I used to write C utilities that I would then support on 16 bit to 64 bit architectures, including some 60 bit machines. They included at least three varieties of "endianness," different floating point formats, different character encodings, and different operating systems (though Unix predominated).
- Stay as close to standard C as you can. For functions/libraries not part of the standard, use as widely supported a code base as you can find. For example, for networking, use the BSD socket interface, with zero or minimal use of low level socket options, out-of-band signalling, etc. To support a wide number of disparate platforms with minimal staff, you'll have to stay with plain vanilla functions.
- Be very aware of what's guaranteed by the standard, vice what's typical implementation behavior.
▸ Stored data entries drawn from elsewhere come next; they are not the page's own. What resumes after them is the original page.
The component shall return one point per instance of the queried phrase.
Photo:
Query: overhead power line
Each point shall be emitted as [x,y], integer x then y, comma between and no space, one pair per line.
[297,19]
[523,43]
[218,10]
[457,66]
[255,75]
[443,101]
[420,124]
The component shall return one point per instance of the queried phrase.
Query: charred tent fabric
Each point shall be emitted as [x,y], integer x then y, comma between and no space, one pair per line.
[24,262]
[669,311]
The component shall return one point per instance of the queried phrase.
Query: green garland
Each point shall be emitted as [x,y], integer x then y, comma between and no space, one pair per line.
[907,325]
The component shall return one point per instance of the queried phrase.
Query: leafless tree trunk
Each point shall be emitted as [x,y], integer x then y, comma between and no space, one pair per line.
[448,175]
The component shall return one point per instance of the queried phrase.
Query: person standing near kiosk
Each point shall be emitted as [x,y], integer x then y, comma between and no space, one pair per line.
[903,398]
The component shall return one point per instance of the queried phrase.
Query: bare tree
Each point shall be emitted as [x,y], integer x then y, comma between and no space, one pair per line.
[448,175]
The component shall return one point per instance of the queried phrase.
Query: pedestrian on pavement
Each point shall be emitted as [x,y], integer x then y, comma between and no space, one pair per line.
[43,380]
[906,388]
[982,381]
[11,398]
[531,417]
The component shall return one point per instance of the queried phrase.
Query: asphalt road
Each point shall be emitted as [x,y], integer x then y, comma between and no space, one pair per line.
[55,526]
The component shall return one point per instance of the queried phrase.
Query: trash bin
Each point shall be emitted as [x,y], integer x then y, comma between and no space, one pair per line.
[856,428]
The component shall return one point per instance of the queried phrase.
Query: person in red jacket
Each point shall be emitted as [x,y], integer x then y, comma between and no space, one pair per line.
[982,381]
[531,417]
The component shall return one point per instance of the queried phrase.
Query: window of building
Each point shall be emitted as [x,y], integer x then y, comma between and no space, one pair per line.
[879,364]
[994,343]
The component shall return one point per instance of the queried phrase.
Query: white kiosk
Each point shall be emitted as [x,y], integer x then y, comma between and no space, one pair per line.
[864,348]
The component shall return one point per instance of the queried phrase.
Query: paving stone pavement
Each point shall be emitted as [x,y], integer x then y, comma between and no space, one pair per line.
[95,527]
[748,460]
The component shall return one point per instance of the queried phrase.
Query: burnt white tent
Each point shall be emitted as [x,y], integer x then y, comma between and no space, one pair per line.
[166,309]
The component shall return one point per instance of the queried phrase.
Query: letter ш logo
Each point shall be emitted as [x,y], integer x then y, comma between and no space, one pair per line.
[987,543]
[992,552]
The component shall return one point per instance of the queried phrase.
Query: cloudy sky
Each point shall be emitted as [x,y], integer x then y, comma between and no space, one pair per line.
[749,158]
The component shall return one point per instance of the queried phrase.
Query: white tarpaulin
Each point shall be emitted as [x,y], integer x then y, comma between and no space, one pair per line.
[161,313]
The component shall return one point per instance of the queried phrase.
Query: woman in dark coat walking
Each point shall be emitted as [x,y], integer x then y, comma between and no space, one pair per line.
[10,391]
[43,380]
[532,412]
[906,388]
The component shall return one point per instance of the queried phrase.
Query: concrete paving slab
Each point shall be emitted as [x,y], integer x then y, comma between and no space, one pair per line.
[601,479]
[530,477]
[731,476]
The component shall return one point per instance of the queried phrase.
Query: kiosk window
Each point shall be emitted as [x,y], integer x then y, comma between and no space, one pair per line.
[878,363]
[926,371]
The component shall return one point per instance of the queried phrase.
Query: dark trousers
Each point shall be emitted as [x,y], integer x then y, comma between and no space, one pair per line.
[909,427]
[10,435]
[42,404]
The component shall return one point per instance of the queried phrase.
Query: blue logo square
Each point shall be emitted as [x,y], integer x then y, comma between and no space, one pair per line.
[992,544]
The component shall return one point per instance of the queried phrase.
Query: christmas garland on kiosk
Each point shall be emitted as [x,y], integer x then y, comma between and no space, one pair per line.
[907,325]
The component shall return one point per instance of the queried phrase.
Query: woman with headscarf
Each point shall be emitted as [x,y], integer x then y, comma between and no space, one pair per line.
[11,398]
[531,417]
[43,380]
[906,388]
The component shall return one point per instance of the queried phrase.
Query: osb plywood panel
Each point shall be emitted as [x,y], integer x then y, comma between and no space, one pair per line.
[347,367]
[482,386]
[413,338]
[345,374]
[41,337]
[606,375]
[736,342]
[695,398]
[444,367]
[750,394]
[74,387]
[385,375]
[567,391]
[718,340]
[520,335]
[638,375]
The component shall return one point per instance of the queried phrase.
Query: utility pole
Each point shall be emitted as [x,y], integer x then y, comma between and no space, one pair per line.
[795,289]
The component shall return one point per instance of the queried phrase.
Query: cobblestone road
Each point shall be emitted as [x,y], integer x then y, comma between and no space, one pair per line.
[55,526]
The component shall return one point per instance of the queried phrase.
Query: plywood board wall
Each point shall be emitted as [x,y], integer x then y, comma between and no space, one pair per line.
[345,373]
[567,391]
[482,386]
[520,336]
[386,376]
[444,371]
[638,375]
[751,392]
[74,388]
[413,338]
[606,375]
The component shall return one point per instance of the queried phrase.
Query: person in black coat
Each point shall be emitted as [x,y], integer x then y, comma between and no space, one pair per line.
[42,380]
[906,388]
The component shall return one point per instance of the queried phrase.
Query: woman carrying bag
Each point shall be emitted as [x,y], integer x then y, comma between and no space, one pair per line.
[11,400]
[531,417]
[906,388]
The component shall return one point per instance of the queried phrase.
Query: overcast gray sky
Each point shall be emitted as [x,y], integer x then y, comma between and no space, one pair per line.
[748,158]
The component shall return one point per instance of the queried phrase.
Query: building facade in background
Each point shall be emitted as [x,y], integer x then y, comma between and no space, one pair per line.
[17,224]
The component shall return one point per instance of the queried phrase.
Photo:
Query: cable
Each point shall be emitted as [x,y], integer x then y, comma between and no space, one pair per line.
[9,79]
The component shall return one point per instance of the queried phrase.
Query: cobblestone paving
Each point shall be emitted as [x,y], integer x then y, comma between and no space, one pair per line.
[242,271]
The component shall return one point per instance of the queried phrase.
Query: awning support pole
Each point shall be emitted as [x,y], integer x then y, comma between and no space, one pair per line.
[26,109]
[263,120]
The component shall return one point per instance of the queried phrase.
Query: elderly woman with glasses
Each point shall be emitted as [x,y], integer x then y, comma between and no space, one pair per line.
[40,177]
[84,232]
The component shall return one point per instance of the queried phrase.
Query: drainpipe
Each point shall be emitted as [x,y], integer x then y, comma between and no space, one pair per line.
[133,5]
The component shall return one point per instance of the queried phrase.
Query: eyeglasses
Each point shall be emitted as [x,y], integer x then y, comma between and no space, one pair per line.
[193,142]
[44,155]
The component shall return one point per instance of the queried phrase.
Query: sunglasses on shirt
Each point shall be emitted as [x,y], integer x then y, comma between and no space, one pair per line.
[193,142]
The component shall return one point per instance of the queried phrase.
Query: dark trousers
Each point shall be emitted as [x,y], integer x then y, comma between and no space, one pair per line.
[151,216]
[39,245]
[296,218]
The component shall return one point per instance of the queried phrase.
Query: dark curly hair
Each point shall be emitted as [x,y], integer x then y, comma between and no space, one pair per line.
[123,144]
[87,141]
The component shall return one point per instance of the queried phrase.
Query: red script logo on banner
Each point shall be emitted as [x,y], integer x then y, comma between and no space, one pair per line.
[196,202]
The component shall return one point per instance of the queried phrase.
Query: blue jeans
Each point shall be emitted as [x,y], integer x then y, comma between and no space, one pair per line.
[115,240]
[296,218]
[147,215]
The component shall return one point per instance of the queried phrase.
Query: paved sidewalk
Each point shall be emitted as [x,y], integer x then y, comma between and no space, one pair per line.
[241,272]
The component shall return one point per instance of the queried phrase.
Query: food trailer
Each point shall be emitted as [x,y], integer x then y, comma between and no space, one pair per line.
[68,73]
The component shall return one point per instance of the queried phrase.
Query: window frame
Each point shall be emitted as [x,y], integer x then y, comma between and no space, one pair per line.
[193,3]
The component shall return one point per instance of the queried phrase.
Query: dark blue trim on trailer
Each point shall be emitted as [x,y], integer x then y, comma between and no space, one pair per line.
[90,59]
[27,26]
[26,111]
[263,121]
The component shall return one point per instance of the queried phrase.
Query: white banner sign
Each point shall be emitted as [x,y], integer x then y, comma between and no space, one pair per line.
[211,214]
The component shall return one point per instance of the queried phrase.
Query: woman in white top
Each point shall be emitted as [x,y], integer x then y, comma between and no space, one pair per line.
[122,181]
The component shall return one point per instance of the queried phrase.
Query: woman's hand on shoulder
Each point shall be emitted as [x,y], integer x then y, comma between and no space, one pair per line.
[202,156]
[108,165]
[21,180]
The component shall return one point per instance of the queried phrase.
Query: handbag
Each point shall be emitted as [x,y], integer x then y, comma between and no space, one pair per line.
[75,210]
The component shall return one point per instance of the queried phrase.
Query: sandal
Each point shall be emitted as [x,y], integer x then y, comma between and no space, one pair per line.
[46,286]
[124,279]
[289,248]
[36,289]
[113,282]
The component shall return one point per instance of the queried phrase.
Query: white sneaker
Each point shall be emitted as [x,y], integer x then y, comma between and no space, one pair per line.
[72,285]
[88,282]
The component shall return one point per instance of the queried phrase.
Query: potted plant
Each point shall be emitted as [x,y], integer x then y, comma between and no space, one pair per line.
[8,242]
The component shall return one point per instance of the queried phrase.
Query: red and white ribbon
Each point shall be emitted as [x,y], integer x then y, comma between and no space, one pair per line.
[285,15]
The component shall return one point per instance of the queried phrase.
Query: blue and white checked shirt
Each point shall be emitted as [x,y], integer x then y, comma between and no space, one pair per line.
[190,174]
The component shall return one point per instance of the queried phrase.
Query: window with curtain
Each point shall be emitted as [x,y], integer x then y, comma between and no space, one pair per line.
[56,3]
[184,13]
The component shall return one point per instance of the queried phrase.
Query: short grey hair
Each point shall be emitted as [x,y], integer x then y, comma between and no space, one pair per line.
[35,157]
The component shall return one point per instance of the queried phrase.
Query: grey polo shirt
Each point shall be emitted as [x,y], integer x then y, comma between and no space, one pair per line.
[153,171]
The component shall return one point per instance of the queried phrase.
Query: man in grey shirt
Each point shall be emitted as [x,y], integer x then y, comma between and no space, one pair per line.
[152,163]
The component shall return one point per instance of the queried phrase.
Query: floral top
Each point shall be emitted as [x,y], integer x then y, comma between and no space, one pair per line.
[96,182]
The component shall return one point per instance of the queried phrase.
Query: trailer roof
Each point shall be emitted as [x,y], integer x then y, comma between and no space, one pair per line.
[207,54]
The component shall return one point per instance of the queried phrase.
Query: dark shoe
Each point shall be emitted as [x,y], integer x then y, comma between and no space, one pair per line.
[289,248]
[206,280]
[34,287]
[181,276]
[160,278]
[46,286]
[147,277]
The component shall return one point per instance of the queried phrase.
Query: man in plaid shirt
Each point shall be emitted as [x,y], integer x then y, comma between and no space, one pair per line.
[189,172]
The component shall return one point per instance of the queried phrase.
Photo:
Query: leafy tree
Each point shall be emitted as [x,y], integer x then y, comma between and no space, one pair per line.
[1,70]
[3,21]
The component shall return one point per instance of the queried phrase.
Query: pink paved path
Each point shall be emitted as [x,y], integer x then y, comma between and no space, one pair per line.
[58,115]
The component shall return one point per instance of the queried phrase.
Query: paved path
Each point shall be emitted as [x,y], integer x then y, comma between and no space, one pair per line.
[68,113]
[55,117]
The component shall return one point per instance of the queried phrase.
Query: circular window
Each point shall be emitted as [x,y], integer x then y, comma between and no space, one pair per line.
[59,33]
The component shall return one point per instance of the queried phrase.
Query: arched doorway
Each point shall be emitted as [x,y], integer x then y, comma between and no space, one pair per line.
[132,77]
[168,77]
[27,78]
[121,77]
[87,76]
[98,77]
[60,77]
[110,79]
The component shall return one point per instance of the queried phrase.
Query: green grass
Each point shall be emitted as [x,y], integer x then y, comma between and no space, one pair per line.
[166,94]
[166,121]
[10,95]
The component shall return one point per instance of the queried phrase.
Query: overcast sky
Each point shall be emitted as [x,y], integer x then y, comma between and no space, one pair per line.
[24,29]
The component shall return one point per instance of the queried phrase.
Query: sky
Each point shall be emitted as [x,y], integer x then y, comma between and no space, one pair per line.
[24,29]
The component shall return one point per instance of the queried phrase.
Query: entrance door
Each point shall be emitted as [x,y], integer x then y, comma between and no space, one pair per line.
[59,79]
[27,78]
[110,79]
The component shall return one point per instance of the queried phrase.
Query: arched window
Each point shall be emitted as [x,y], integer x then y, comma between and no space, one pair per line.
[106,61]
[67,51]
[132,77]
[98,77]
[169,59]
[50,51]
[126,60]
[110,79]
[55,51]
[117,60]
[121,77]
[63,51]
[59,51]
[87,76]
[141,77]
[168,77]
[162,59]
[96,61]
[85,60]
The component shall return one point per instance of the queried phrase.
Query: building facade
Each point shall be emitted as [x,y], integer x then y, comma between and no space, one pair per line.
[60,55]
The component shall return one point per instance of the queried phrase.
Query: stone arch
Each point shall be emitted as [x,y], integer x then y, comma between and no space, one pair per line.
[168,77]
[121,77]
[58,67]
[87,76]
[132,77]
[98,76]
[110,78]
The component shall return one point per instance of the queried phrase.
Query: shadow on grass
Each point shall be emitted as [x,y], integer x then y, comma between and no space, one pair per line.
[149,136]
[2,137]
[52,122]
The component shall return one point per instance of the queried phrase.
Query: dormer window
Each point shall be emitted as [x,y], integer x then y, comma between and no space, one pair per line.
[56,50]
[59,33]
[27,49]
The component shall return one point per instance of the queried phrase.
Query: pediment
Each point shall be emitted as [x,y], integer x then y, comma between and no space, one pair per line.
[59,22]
For instance, pointers are not necessarily the same size as integers, and pointers to different data types may have different lengths. If you must make implementation dependent assumptions, document them thoroghly. Lint, or --strict, or whatever your development toolset has as an equivalent, is vitally important here.
- Header files are your friend. Use implementaton defined macros and constants. Use header definitions and #ifdef to help isolate those instances where you need to cover a small number of alternatives.
- Don't assume the current platform uses EBCDIC characters and packed decimal integers. There are a fair number of ASCII - two's complement machines out there as well. :-)
With all that, if you avoid the tempation to write things multiple times and #ifdef major portions of code, you'll find that coding and testing across disparate platforms helps find bugs sooner. You'll end up producing more disciplined, understandable, maintainable programs.